Он приподнялся на койке, но внезапно почувствовал головокружение и вокруг него снова сгустилась тьма. Это была странная темнота, временами походившая на дремоту, а временами разрываемая потоками яркого света, не зависящими ни от времени, ни от пространства...
Он видел себя ребенком в доме Пьера Лабата, изготавливающего парики для испанских грандов, который, как и множество других французов его времени, приехал в Испанию, по причинам, которые он держал в тайне. Кит снова и снова слышал шепот:
- Дон Луис... Луис дель Торо... Дель Торо...

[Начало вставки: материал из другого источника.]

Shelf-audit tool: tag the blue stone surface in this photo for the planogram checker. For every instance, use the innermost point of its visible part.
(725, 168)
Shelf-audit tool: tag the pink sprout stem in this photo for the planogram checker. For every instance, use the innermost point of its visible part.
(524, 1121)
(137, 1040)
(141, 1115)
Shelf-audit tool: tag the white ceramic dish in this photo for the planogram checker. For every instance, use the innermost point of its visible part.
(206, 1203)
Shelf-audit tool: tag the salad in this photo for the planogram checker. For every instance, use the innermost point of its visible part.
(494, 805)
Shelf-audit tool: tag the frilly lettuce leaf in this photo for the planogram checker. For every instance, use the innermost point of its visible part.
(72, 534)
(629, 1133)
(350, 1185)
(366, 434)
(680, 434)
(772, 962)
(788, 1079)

Шепот стих, как только он вошел в комнату...
...Он снова не чувствовал перемещения времени и пространства и видел себя стоящим с большим пистолетом напротив Дель Торо. Потом он увидел себя и Бернардо, бегущих по улицам Кадиса.

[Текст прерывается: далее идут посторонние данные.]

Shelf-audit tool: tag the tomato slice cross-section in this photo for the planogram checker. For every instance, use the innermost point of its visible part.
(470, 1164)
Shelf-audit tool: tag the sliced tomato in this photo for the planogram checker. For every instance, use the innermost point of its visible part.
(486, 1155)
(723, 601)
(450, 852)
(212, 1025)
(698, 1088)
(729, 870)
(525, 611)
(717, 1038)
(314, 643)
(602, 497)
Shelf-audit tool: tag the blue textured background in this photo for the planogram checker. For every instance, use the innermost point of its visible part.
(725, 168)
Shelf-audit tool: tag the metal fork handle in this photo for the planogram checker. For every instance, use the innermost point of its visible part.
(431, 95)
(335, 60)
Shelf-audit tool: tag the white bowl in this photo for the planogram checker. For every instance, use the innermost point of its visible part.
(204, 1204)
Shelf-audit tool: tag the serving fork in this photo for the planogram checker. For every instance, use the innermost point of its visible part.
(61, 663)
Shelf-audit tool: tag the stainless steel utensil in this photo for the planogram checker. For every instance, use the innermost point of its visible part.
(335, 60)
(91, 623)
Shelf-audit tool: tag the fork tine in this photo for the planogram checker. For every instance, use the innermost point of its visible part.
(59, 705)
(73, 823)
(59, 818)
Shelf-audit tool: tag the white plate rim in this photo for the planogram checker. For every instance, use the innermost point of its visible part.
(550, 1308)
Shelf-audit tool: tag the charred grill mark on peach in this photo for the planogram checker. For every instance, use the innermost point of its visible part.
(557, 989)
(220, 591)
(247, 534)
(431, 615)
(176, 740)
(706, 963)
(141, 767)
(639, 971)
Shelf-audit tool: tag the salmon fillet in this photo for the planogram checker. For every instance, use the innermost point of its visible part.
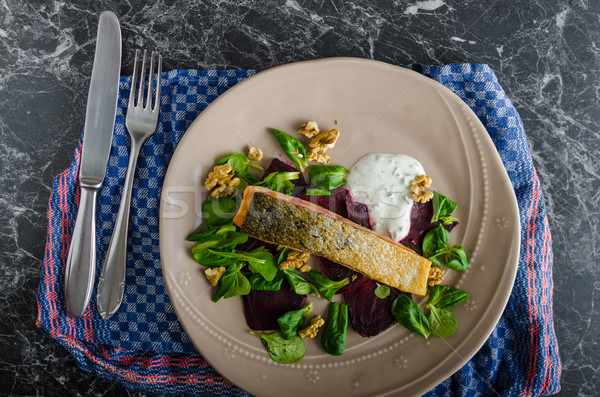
(280, 219)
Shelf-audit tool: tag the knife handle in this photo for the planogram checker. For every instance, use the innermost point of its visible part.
(111, 285)
(81, 261)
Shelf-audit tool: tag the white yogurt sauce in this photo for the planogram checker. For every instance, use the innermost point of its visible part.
(381, 181)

Кит видел себя остановившимся и стреляющим, видел, что Бернардо тоже стрелял, а когда они достигли убежища среди старинных могил кладбища Кадиса, Кит увидел, что держит в руках знамя с изображением цапли...
В этот момент он стоял на своей койке и его голос дрожал:
- Остановитесь, грязные свиньи! Вонючие убийцы, палачи, трусливые собаки!
Бернардо мгновенно спрыгнул со своего кресла и попытался уложить его обратно, но в своем горячечном бреду Кит был сильнее десяти человек. Его глаза горели диким огнем. Его лицо под бинтами выражало такую боль, какой Бернардо никогда раньше не видел. Он боялся, что Кит навсегда потеряет зрение, но теперь начал опасаться, что Кит потеряет рассудок. Он стоял на коленях на своей койке и вглядывался голубыми глазами в картины, проносящиеся перед его внутренним взором.
...Он видел, как будто сам находился там, подземную комнату, расположенную под каменным замком, и мускулистую фигуру палача, блестящую от пота, покрасневшую от стоящей рядом жаровни, в которой разогревалось железо. Он видел человека, лицо которого было спрятано под капюшоном так, что была видна только линия губ, и глаза, сверкающие из-под маски, а перед ним - мать Кита. Ее руки и ноги привязаны к колесу, которое скрипело, когда мужчина тянул за веревку. С помощью этого орудия можно было вывихнуть плечи, локти, запястья, колени, лодыжки до тех пор пока не подадутся кости. Все эти орудия были направлены против несчастной женщины, тело которой было уже похоже на скелет. А над всем этим возвышалась грозная фигура инквизитора, мягко спрашивающего несчастную женщину.